Program
skończył się około północy więc wyłączyłem telewizor,
pogasiłem lampy, które dotychczas oświetlały salon i poszedłem
na górę. Leżałem w ciemnym salonie wspominając wszystkie chwile
spędzone z Fabianem. Z każdym kolejnym wspomnieniem, czułem ucisk
w klatce piersiowej jakby niewidzialna siła wciskała mnie w łóżku
dodatkowo ściskając za gardło, bym nie mógł oddychać. Jednak
mój rozum wiedział, że to jedynie smutek i łzy, a nie żaden
duch. A może duch smutku? Żalu? Tęsknoty?
Zapaliłem
lampkę i wziąłem głęboki oddech. Czasami sam się siebie boję.
Po chwili się uspokoiłem i pogasiłem wszelkie źródła światła.
Obróciłem się na prawy bok i zamknąłem oczy. Starałem się
usnąć jak najszybciej, ale moje myśli zajęte przez myśl o
pogrzebie Olki. Nie byłem do końca przekonany czy powinienem na
niego iść. Jej rodzina mnie nienawidzi, ma mnie za zboczeńca i
chorego psychicznie osobnika, ale z drugiej strony jest to ostatnie
pożegnanie mamy mojej Księżniczki, a nie chcę, by Amelka
wypomniała mi kiedyś, że nie byliśmy na pogrzebie. Pójdę tam.
Czy innym się to podoba czy nie.
Odgoniłem
wszystkie negatywne myśli i po chwili byłem w krainie snu. Rano
obudzony zostałem przez dziecięcy krzyk. Zaspany spojrzałem w
stronę łóżeczka. Amelka siedziała wyciągając rączki w moją
stronę. Nie chciało mi się wstawać więc powiedziałem, że
“tatuś tu jest i ma być cichutko”. Jednak to nie pomogło i
dziewczynka ucieszył się dopiero, gdy wziąłem ją na ręce.

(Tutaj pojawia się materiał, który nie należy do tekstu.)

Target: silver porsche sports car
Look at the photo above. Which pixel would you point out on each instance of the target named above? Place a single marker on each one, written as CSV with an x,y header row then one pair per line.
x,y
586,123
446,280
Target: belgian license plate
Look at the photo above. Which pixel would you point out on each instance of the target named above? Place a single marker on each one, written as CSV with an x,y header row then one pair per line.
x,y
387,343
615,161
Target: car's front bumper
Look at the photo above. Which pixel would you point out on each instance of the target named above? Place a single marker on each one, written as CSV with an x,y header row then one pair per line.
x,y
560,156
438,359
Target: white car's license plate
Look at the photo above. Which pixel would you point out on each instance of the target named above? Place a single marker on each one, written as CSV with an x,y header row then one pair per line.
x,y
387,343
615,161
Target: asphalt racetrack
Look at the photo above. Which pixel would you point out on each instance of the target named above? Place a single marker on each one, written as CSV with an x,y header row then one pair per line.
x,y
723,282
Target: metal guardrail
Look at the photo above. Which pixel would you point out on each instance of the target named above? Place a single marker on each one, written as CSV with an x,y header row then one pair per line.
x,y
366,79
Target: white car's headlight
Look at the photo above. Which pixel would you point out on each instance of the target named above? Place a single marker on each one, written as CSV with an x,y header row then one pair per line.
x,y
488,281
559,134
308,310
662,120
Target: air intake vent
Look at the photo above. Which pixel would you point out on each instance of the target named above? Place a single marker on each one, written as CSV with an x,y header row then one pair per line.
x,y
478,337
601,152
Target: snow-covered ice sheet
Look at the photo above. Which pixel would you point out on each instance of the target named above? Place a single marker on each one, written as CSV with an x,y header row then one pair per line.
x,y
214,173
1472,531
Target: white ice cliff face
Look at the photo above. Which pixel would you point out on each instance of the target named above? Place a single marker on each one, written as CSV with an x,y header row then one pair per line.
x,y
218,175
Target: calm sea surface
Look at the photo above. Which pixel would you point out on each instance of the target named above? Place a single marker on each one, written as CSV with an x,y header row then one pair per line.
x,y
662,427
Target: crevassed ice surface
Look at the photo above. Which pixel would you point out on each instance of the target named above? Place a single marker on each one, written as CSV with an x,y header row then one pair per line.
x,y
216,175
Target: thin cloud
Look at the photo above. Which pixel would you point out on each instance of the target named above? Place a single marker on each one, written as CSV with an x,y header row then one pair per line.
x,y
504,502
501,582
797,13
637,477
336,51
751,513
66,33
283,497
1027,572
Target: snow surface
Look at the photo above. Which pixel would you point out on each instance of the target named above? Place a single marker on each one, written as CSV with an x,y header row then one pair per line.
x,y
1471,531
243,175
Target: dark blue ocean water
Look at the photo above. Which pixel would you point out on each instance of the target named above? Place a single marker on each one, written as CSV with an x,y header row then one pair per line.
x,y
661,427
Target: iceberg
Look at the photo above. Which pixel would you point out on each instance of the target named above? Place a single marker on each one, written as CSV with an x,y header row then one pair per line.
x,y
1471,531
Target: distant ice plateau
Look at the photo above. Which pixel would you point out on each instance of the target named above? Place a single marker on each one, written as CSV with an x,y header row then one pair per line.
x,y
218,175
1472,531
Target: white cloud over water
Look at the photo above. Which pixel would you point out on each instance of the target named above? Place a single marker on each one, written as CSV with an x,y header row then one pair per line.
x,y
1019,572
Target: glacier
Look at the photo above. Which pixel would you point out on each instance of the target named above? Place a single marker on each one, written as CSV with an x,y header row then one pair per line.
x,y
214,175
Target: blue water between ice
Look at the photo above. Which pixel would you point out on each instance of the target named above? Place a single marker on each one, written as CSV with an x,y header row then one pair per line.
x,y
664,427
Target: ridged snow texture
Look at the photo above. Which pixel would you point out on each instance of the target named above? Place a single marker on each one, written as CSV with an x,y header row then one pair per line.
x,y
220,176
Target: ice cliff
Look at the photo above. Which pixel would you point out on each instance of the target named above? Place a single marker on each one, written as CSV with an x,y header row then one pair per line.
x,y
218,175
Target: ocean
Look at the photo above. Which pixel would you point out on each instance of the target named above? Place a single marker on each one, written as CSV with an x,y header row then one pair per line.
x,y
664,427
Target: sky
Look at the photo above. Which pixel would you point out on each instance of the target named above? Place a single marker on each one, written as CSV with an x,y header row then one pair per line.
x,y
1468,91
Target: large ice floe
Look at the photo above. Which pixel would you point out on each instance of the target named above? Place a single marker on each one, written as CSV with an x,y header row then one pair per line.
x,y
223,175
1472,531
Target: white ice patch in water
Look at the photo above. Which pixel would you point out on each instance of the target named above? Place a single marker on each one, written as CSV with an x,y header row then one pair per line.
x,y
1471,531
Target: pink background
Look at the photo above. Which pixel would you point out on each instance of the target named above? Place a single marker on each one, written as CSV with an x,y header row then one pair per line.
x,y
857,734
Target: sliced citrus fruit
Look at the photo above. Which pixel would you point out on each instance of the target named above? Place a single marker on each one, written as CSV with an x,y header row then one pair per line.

Liczyłem, że poleniuchuję sobie korzystając z urlopu, ale
niestety nie. Przytuliłem dziecko, kładąc się na łóżku, ale
sypialnia znowu wypełniła się krzykiem. Olka zbyt ją rozpieściła,
bo jestem pewien, że biegła na każde jęknięcie dziecka. Albo
wręcz przeciwnie: olewała wszystko. Tego też mógłbym się
spodziewać. A teraz Amelka nauczyła się, że może mieć nade mną
władzę i to wykorzystuje. Zszedłem z nią na dół i zrobiłem jej
mleko, a sobie kawę. Słuchając radia dowiedziałem się, że
właśnie minęła siódma. Przynajmniej mam naturalny budzik. Szkoda
tylko, że nie da go się wyłączyć na czas wolnego. Po śniadaniu
leżałem na kanapie oglądając idiotyczne programy śniadaniowe, a
Amelka bawiła się w najlepsze. W pewnej chwili przyraczkowała do
mnie i pokazała mi czerwoną kredkę. Uśmiechnąłem się mówiąc,
że bardzo ładna i niech dalej się tak grzecznie bawi. Nie
spodziewałem się jednak, że usiądzie przy ścianie i zacznie ją
malować.
-
Amela! - krzyknąłem widząc co robi. - Nie wolno!
Roześmiała
się kiedy wziąłem ją na ręce. Ze swojego gabinetu wziąłem plik
kartek i położyłem na podłodze mówiąc:
-
Tu rysuj. O tak - złapałem ją za rączkę, w której trzymała
kredkę i zrobiłem kilka ruchów na papierze.
Wróciłem
na kanapę i obserwowałem dziecko, któremu znudziło się malowanie
i podeszła do kosza z zabawkami. W końcu plastikowy pojemnik
przewrócił się, a Amelka zaczęła płakać. Prędko podszedłem
do niej sprawdzając co się stało. Przytuliłem ją szepcząc
czule, że nic się nie stało i ma być spokojna. Poszedłem z nią
na górę i włożyłem do łóżeczka podając grzechotkę. Nie
wiedziałem czy będzie cisza, czy też nie, ale musiałem wziąć
prysznic. Odkąd Amela jest w moim domu, wszystko robiłem na czas.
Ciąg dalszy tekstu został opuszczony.